Source code format
A typical line in assembly language programme might be as follows:
LOOP: MOV.B r0, #80 ;initialise counter
This line will be assembled into a single instruction (in this case 11 0000 1000 0000 in binary, or 3080); the assembly language and the machine code correspond to each other.
It has four parts; label, mnemonic, operand, comment; not all are present in every line.
The first part (LOOP in this example) is a label ; this is a word, invented by the programmer, which identifies this point in the program. It will be set equal to the value of the address where this instruction is stored. So, for example, if later in the programme there is a statement JMP LOOP, the assembler programme will replace the label LOOP with the actual value of LOOP, which is the address at which this instruction is stored. (For the assembler to recognise this as a label, the label must begin at the first character in the line., in some assemblers a colon ":" follows the label) So if the address at which the instruction is stored is 4F, LOOP takes on the value 4F. If LOOP is used later in the programme, the assembler will give it the value 4F.
The second part is the mnemonic .This corresponds to a particular kind of instruction (opcode sent by the Dispatch Unit). The intention is that the word chosen (by the manufacturers) for the mnemonic is easy to remember, and indicates what the instruction does. In this case, the instruction moves a literal value (one byte) into the register 0, hence MOV.B r0,#80
The third part of the line is an operand (there may be two); in this case the operand is the value 80 (in Hex) and the register r0.
The last part of the line is a comment. This does not affect the actual instruction at all; it is not part of the instruction, and is not assembled; instead it helps the programmer to remember what this part of the program does. The comment is preceded by a semi-colon.
When you have written a programme in assembly language, it actually consists of lots of ASCII characters; this would be stored in a file and called "source code". This then forms the input to a program called an "assembler" (MPASM for the PIC) which can translate the "source code" into machine code. or object code. When the assembler has done its work, this line of source code will have been translated into a binary pattern, associated with a particular address in the programme memory.
Addressing modes
What different ways are there of specifying where data is coming
from (reading), or where it is going to (writing)? We have seen
two of them already:
Immediate data is actually specified in the instruction;
this data is a fixed part of the program.
Direct addressing is where the address of the data (that is, the address of the register) is specified. Thus
MOV.B r0 #0F ;immediate data: value is F
MOV.B r0 0F ;direct addressing: address is F
In the second example, 0F is not data, but the address into which the data will go.
Most CPUs support another way of specifying data, called indirect; in this case, you specify not the address of the register which contains the data, but the address of the register which contains the address of the data. So, the instruction
MOV.B r0, (r1)
copies the value of r1 as an address, and uses this address as the source address in memory of the data to be placed in r0.

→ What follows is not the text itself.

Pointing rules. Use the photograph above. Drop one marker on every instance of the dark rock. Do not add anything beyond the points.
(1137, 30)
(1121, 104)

Why should one do this? Well, for example, suppose that a set of ASCII characters was stored in successive registers starting from 0C; then the following code might be useful:
MOV r0, #0C ;load base address of string into r0
LOAD: MOV r1,(r0) ;load contents into r1
CALL PRINT ; call a print routine to print the character in
r1
INC r0 ;point to next character
JMP LOAD ;load next character
Thus we could use this set of instructions to print out a list of characters. (In practice we need a way of stopping the loop!)
More complicated processors have a much more complete set of "addressing modes", and usually allow an offset to be added to the index value (r0 above) before it is used as an address. However, the basic set of immediate, direct and indirect methods is very powerful.

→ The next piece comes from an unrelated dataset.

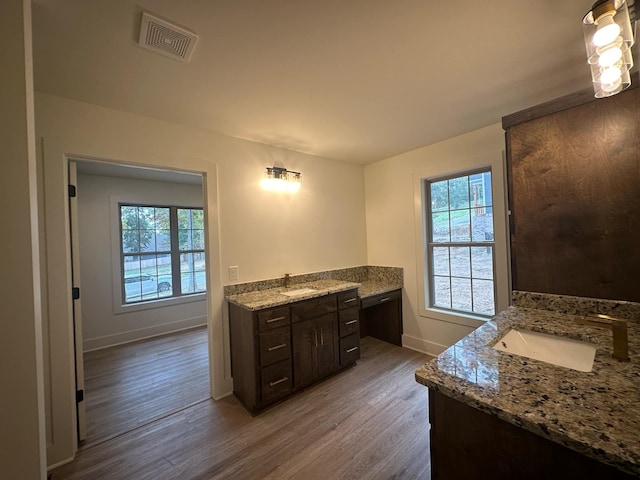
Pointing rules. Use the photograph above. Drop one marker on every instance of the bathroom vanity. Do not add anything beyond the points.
(283, 340)
(502, 416)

Many instructions operate on the eight bits of data stored in one of the registers. We have looked already at the MOV instructions which does this. For example, MOV r0,r1 takes the contents of file register r1, and copies it to r0.
Consider first those instructions, like MOVF, whose input is the data stored in one file register, and leave until later those instructions which take in the contents of W as well.

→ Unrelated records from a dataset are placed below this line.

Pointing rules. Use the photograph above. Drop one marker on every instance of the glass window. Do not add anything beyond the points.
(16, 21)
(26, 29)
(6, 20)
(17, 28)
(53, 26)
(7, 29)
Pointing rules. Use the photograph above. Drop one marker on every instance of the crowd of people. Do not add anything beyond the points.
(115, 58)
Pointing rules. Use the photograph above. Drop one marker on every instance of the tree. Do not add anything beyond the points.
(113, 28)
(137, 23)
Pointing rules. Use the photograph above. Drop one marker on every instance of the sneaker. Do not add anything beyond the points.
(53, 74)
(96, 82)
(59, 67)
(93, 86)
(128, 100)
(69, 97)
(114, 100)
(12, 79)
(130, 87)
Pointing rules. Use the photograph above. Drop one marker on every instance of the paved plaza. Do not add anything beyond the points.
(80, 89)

In each case, the answer can be written to W (d = 0) or back to f (d = 1); if the answer is written in W, then the contents of f remain unchanged.
AND.B r0, #0 ;gives an answer of 0
XOR.B r0,#FF ;inverts each bit
DEC.B r0 ;decreases number by 1
INC.B r0 ;increases number by 1
In each case, the operation takes place on just one byte; and that sometimes the status register bits (e.g.Z) are affected.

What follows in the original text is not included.